This Chanucah, the Not Overwhelmed by Skiing Husband (or NOSH) would much rather I had booked us a sojourn in Tenerife or someplace we could frolic in skimpy swimwear on a balmy beach, pina colada in hand and one lazy eye on whatever the kids were up to. He claims he craves warmer climes since they are the polar opposite of how our ancestors lived in the shtetls of Poland and Russia. The NOSH line is that we Jews come from peasant stock (although I hasten to add that is his side of the family) and therefore he is predisposed to bristle against any activity that involves the bitter cold and any form of queuing. In some ways, I am inclined to agree. Who really gets a kick from sub-zero temperatures, runny nose and numb toes, or the elbowing mob that swells at the start of the cable car you absolutely need to take at the end of the skiing day? Yet there is something oh-so-familiar about skiing culture.

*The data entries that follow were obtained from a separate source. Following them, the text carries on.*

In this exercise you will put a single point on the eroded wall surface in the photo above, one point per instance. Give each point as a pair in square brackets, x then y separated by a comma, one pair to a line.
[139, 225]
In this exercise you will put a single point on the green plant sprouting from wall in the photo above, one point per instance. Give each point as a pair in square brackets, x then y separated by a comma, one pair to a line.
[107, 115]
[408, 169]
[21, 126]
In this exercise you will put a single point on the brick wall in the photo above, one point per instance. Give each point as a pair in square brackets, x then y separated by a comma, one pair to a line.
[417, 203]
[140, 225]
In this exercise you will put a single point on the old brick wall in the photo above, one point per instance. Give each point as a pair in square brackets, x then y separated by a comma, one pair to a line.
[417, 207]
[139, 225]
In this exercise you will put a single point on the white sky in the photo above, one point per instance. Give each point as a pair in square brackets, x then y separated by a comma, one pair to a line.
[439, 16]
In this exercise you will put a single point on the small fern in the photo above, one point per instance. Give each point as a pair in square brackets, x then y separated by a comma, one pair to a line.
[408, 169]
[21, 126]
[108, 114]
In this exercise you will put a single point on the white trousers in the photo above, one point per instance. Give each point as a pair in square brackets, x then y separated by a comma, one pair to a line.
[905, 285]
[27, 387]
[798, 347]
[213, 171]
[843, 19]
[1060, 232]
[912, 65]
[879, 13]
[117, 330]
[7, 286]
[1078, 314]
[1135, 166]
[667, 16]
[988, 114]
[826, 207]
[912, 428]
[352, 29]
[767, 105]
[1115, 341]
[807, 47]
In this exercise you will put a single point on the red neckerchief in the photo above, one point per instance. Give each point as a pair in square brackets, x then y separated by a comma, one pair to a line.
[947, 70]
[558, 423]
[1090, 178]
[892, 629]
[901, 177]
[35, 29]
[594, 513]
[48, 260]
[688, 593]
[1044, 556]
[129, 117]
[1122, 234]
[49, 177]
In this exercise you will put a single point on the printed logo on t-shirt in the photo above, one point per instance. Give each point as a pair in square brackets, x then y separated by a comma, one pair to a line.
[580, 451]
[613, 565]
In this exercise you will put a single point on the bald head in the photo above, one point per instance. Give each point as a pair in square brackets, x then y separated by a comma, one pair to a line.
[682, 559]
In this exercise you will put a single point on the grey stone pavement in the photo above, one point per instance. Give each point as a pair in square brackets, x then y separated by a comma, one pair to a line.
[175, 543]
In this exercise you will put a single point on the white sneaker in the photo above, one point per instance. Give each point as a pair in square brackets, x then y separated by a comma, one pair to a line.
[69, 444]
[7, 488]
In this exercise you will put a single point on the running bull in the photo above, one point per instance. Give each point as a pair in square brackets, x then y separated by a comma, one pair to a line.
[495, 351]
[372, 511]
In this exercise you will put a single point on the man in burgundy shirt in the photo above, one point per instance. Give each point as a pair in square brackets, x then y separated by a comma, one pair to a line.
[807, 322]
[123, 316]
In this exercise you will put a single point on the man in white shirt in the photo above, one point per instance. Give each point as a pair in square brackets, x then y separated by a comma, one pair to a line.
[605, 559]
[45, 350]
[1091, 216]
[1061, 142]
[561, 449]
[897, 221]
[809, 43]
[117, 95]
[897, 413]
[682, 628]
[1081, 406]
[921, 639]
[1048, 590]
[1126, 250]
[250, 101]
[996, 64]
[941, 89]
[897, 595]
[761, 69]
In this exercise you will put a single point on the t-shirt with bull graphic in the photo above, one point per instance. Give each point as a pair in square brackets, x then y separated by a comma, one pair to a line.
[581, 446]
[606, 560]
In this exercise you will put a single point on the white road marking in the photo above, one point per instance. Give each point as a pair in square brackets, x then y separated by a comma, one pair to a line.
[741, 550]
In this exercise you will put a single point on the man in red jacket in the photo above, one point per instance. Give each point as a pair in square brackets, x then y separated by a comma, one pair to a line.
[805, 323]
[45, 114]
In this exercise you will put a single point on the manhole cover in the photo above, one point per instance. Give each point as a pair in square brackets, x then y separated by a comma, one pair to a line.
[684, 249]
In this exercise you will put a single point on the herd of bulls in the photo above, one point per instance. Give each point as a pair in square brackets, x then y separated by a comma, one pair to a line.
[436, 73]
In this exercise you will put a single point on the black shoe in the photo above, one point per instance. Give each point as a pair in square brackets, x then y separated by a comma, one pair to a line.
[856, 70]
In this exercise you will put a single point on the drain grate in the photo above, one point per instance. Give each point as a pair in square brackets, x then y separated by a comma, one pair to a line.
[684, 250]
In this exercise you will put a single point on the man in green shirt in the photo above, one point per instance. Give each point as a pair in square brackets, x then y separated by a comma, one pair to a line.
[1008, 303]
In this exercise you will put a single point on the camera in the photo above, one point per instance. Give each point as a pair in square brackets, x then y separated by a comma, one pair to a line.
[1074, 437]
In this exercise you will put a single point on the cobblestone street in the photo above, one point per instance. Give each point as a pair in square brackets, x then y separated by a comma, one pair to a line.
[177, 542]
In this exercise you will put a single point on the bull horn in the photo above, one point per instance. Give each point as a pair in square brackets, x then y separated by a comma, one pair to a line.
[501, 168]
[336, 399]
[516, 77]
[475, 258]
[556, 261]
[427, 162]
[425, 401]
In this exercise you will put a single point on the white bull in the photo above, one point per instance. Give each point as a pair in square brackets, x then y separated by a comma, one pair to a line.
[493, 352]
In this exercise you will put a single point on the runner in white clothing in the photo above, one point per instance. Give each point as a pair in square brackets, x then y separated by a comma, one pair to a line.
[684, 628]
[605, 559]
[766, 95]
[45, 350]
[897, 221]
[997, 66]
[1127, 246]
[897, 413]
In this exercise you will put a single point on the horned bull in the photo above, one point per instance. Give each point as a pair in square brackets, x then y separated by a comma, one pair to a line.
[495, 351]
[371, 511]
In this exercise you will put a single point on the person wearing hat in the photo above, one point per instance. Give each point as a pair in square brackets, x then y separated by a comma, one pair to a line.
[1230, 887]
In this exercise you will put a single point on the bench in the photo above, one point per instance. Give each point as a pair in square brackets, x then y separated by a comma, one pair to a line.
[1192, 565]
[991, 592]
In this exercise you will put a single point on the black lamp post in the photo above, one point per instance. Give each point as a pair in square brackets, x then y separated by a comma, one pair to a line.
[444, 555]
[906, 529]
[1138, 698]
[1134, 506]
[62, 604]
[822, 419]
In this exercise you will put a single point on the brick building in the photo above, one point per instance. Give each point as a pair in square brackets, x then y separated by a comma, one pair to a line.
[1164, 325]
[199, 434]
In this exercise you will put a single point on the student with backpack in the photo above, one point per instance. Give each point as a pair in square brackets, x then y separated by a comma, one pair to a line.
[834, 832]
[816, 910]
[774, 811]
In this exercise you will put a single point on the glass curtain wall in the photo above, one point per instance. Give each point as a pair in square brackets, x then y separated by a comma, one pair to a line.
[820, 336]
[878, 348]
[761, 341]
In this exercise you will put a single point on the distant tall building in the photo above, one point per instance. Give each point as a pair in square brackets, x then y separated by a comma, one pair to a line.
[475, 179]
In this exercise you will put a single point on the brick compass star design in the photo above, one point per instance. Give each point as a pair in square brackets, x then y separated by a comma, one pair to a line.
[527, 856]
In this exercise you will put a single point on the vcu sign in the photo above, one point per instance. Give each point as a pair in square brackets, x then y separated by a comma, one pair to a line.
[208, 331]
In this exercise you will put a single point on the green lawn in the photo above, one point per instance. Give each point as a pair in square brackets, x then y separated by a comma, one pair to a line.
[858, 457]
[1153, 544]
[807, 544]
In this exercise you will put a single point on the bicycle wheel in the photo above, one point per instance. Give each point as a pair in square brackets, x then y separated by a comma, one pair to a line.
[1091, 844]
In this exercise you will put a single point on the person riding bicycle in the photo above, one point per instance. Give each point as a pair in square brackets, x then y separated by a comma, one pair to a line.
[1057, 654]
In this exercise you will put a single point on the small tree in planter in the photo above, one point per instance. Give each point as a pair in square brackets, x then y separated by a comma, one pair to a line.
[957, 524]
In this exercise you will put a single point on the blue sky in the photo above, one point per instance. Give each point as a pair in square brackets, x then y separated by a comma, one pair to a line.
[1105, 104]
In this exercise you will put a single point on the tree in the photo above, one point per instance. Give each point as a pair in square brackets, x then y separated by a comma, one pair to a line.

All you ski aficionados out there know that the lure of skiing is feeling a sense of freedom as if you are on the top of the world, followed by an unbeatable adrenalin rush on a whiz downhill. No beach can give you that. But you don't have to ski hard or fast or even all day. It is exercise that isn't really exercise, isn't it? That is precisely why there are scores of mountainside pit-stops for a coffee (or a tipple) after a sedate amble down a blue run.
Then there is the food. Skiing fare is reassuringly stodgy and rich: soup and dumplings, meatballs and pasta, casseroles, steaks, crepes and platefuls upon platefuls of chips. No one calorie counts on the slopes because we're burning it off. Gluttony reigns supreme. Plus there is posing potential. The bubbela in all of us loves to wrap up warm and cosy against the cold. Meanwhile, there is huge scope for Temple Fortune's finest to wow in the style stakes on the slopes, togged out in designer snow-gear.
There is a seductive ski social scene. For all the time spent honing your carving technique or mastering short turns, twice as much time is spent on chair-lifts chatting. On childhood family ski holidays, my mum would more or less interview whoever she sat next to, give relationship and career advice and then relay the best life stories to us over a cheese fondue supper.
This year, I found myself doing the very same, unearthing some spectacularly First World Problems. So, while the NOSH prefers the accoutrements of après-ski, I plan to pursue my piste passion, with my intrepid sons in tow. The more I think about it, skiing at Chanucah is about as Jewish as you can get.